The endocannabinoid system (ECS) is considered a key player in the neurophysiology of food reward. Animal studies suggest that the ECS stimulates the sensory perception of food, thereby increasing its incentive-motivational and/or hedonic properties and driving consumption, possibly via interactions with metabolic hormones. However, it remains unclear to what extent this can be extrapolated to humans. We aimed to investigate the effect of oral Δ9-tetrahydrocannabinol (THC) on subjective and metabolic hormone responses to visual food stimuli and food intake.

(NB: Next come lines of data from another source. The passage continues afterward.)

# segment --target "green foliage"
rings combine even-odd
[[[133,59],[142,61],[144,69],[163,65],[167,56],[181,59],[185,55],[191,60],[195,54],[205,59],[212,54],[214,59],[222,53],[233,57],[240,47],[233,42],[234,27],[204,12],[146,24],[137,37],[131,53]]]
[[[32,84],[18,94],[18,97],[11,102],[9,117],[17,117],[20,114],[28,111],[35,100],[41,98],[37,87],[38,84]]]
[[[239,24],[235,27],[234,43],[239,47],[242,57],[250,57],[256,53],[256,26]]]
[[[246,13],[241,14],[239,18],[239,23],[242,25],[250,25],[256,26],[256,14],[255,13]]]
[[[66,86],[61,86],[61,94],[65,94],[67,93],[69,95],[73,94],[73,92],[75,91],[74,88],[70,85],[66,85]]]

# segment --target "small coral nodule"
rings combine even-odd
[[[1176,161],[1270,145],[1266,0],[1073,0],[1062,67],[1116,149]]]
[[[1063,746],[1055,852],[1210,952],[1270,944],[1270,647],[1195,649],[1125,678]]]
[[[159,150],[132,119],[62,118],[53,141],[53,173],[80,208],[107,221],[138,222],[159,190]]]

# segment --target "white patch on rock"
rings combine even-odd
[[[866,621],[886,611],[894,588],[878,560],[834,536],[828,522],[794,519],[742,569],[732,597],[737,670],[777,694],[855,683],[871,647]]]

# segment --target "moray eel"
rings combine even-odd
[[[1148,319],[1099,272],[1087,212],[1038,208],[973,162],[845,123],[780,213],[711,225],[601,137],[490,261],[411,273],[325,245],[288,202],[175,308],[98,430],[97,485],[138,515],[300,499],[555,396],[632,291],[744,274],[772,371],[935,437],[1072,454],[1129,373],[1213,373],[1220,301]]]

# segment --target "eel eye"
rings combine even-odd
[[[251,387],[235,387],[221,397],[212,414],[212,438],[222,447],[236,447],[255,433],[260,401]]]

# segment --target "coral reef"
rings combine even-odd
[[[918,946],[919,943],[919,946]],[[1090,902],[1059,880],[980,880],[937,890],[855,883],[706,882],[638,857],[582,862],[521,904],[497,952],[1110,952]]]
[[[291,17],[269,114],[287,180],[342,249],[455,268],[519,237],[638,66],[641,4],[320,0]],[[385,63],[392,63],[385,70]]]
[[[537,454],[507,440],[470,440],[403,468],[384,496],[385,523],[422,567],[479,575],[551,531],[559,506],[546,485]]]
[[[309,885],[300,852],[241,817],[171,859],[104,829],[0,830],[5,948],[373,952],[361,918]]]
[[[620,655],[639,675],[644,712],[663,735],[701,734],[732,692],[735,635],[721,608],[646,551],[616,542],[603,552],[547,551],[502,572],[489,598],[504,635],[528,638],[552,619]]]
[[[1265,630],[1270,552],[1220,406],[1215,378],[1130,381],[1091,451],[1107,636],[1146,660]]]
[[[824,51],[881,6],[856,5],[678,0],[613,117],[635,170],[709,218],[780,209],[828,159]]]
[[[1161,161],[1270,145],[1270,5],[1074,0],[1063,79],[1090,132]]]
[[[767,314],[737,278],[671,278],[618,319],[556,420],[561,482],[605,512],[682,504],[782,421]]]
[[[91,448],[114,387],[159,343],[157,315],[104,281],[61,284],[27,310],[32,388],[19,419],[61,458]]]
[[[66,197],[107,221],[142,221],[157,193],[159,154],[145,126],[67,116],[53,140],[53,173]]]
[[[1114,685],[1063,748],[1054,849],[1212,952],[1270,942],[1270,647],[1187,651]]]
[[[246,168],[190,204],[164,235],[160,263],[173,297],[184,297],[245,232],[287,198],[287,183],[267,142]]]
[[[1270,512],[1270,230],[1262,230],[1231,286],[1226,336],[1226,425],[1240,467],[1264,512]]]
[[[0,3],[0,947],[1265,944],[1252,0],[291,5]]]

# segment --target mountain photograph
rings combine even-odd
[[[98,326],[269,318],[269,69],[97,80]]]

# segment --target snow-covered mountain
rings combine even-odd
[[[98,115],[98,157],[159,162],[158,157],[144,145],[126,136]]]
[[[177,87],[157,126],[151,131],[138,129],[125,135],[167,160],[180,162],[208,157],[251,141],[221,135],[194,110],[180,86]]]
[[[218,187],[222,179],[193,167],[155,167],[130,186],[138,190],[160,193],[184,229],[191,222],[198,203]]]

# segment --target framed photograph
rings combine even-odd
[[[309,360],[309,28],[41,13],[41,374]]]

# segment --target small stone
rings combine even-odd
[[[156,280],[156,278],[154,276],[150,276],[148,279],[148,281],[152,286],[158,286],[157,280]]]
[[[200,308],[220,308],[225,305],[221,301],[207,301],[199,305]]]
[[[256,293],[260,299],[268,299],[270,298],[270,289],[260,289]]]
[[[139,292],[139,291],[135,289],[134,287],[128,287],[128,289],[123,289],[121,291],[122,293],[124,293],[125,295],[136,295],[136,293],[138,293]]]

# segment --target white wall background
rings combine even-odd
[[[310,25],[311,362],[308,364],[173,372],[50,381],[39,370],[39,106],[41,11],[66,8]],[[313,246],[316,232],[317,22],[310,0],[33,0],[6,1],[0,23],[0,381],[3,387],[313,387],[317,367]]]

Seventeen healthy subjects participated in a single-blinded, placebo-controlled, 2×2 crossover trial. In each of the 4 visits, subjective "liking" and "wanting" ratings of high- and low-calorie food images were acquired after oral THC or placebo administration. The effect on food intake was quantified in 2 ways: via ad libitum oral intake (half of the visits) and intragastric infusion (other half) of chocolate milkshake. Appetite-related sensations and metabolic hormones were measured at set time points throughout each visit. THC increased "liking" (P=0.031) and "wanting" ratings (P=0.0096) of the high-calorie, but not the low-calorie images, compared with placebo. Participants consumed significantly more milkshake after THC than after placebo during oral intake (P=0.0005), but not intragastric infusion, of milkshake. Prospective food consumption ratings during the food image paradigm were higher after THC than after placebo (P=0.0039). THC also increased plasma motilin (P=0.0021) and decreased octanoylated ghrelin (P=0.023) concentrations before milkshake consumption (i.e., in both oral intake and intragastric infusion test sessions), whereas glucagon-like peptide 1 responses to milkshake intake were attenuated by THC during both oral (P=0.0002) and intragastric (P=0.0055) administration. These findings suggest that the ECS drives food intake by interfering with anticipatory, cephalic phase, and metabolic hormone responses. This trial was registered at clinicaltrials.gov as NCT02310347.